The Reciprocal Tariff Act (adopted on 12 June 1934, Chapter 474, 48 Stat. 943, 19 U.C No. 1351) provided for the negotiation of customs agreements between the United States and various nations, including Latin American countries. [1] The law served as an institutional reform to allow the president to negotiate with foreign nations a reduction in tariffs in exchange for a reciprocal reduction in U.S. tariffs. This has led to a reduction in tariffs. The Trade Promotion Authority aims to create opportunities for domestic workers, just as Roosevelt`s RTAA supported job creation on the national territory through trade in New Deal programs. The TPA is an important element of trade negotiations because it allows Congress to define the terms of trade negotiations, consultations at Congress during negotiations and legislative procedures for voting on agreements. Between 1934 and 1945, the United States signed 32 reciprocal trade agreements with 27 countries. [4] In addition, the conclusion of the General Agreement on Tariffs and Trade was taken by the Authority under the RTAA.

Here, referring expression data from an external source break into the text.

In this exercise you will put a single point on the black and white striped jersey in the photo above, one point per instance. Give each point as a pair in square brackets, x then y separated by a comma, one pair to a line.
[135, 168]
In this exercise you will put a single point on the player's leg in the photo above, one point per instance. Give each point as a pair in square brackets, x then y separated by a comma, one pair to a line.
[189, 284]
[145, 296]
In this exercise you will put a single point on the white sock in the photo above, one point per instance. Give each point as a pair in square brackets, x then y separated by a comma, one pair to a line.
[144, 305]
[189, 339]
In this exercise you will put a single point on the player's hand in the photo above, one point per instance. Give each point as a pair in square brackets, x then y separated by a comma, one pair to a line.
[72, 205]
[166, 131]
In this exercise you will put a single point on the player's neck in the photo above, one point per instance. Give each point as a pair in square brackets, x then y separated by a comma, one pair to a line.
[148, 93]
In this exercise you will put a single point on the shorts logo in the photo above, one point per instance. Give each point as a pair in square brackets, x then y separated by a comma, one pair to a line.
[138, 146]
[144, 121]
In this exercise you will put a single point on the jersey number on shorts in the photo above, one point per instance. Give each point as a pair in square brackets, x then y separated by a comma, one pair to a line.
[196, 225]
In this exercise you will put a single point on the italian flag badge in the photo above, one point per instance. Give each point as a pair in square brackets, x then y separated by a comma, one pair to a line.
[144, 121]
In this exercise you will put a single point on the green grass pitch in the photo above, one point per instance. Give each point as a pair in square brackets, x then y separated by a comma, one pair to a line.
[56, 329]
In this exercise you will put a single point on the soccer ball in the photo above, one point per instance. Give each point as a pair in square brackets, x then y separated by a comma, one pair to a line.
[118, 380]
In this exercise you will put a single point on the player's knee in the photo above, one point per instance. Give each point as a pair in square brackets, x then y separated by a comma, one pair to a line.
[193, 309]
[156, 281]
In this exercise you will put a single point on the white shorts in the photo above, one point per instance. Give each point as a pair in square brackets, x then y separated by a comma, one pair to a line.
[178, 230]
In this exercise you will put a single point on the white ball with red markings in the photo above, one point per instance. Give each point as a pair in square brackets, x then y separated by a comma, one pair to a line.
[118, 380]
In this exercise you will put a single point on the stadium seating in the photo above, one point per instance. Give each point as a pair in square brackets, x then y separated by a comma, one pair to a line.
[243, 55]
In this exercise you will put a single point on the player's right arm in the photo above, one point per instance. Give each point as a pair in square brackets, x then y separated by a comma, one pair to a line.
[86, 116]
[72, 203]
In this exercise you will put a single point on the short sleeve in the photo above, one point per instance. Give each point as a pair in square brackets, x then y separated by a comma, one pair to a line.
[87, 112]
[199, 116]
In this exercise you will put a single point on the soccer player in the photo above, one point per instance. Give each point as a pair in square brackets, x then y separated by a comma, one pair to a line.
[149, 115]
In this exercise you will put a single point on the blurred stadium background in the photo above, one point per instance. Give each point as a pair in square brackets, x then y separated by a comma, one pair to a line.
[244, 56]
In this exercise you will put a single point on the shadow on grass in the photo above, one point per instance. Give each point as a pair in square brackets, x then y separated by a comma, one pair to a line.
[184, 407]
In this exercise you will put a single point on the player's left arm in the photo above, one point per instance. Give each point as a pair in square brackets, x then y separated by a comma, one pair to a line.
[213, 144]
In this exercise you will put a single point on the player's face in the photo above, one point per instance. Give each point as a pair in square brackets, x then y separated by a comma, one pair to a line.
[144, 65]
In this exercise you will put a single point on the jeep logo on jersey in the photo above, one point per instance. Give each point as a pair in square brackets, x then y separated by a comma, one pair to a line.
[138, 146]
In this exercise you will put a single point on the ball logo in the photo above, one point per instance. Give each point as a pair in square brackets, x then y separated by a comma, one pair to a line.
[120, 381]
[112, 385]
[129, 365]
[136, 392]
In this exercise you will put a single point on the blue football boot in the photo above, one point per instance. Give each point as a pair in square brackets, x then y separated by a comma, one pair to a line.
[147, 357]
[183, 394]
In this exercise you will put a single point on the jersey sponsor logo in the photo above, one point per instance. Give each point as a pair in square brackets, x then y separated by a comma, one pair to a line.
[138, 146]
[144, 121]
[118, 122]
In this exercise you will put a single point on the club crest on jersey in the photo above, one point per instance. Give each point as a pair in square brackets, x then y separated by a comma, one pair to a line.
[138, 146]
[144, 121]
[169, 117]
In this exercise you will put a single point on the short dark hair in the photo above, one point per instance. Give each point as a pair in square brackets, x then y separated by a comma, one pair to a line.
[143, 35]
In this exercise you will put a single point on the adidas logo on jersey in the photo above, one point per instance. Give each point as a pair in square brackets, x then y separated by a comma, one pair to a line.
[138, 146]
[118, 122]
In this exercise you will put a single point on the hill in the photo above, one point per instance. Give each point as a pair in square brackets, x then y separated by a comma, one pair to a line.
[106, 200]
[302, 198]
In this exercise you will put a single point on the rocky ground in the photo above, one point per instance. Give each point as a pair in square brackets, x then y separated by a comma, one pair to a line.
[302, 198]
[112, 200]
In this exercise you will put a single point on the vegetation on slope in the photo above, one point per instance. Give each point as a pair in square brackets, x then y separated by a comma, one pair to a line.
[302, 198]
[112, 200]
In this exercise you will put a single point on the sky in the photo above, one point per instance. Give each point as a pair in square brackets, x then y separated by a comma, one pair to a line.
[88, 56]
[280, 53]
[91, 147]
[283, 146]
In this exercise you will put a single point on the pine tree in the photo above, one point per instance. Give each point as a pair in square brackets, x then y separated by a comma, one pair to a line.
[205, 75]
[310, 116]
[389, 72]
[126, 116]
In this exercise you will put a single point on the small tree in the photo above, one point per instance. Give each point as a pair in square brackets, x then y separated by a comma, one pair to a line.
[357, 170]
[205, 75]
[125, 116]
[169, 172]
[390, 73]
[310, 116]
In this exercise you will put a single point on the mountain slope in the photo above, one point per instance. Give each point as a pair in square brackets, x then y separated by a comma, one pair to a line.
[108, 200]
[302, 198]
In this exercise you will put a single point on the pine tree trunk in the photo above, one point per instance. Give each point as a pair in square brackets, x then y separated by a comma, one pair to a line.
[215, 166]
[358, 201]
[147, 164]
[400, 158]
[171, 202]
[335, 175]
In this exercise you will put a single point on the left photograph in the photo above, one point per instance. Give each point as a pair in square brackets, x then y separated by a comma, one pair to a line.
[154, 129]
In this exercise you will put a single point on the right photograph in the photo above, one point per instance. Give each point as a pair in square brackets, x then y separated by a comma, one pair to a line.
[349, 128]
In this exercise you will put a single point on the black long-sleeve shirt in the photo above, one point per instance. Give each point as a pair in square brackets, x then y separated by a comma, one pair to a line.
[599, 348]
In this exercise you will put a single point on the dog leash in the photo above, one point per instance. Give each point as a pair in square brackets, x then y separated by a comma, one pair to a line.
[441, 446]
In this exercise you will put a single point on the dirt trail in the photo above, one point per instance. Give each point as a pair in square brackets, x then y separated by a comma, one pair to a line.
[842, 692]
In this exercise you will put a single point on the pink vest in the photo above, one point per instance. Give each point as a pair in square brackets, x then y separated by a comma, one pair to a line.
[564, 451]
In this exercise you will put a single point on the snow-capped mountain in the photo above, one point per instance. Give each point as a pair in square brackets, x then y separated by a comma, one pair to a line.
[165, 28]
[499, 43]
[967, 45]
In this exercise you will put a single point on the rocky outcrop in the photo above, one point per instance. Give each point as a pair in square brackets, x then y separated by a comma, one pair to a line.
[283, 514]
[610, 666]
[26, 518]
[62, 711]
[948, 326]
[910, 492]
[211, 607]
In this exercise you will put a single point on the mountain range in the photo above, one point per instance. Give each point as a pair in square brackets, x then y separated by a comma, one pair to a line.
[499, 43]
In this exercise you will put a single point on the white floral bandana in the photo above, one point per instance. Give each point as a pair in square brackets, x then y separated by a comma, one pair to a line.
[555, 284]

RTAA`s authorization was granted for a date of three years from the date of adoption (June 12, 1934) of the RTAA. [5] The authorization was extended to 1937 [6], 1940 [7], 1943 [8], 1945 [9]. In 1934, the Roosevelt administration took two initiatives that expressed a desire to reconnect with the rest of the world economically. The first was the creation of the export import bank. In February 1934, Roosevelt founded the bank as an institution that was to finance American trade with the newly recognized Soviet Union. The following month, he created a second import-export bank to finance trade with Cuba; In July 1934, the scope of the second bank was extended to all countries other than the Soviet Union. In 1935, the two banks were merged and Congress passed a law that conferred more powers and more capital on the newly assembled bank. In the years leading up to the outbreak of World War II, when it extended credit to countries outside the Western Hemisphere such as Italy and China, the import-export bank was concentrated in Latin America, where it proved to be an important part of the policy of the good neighbour. Although the world has changed dramatically since the FDR passed the Mutual Trade Agreements Act, the basic trade promise remains the same.

Well done, trade policy gives American workers the chance to compete in a level playing field, and under the TPA, Congress and the government unite to manage trade with global partners by setting goals and standards that defend American interests and values. The RTAA marked a sharp abandonment of the era of protectionism in the United States. U.S. tariffs on foreign products rose from an average of 46% in 1934 to 12% in 1962. [3] RTAA`s innovative approach freed Roosevelt and Congress from breaking this trend of tariff increases.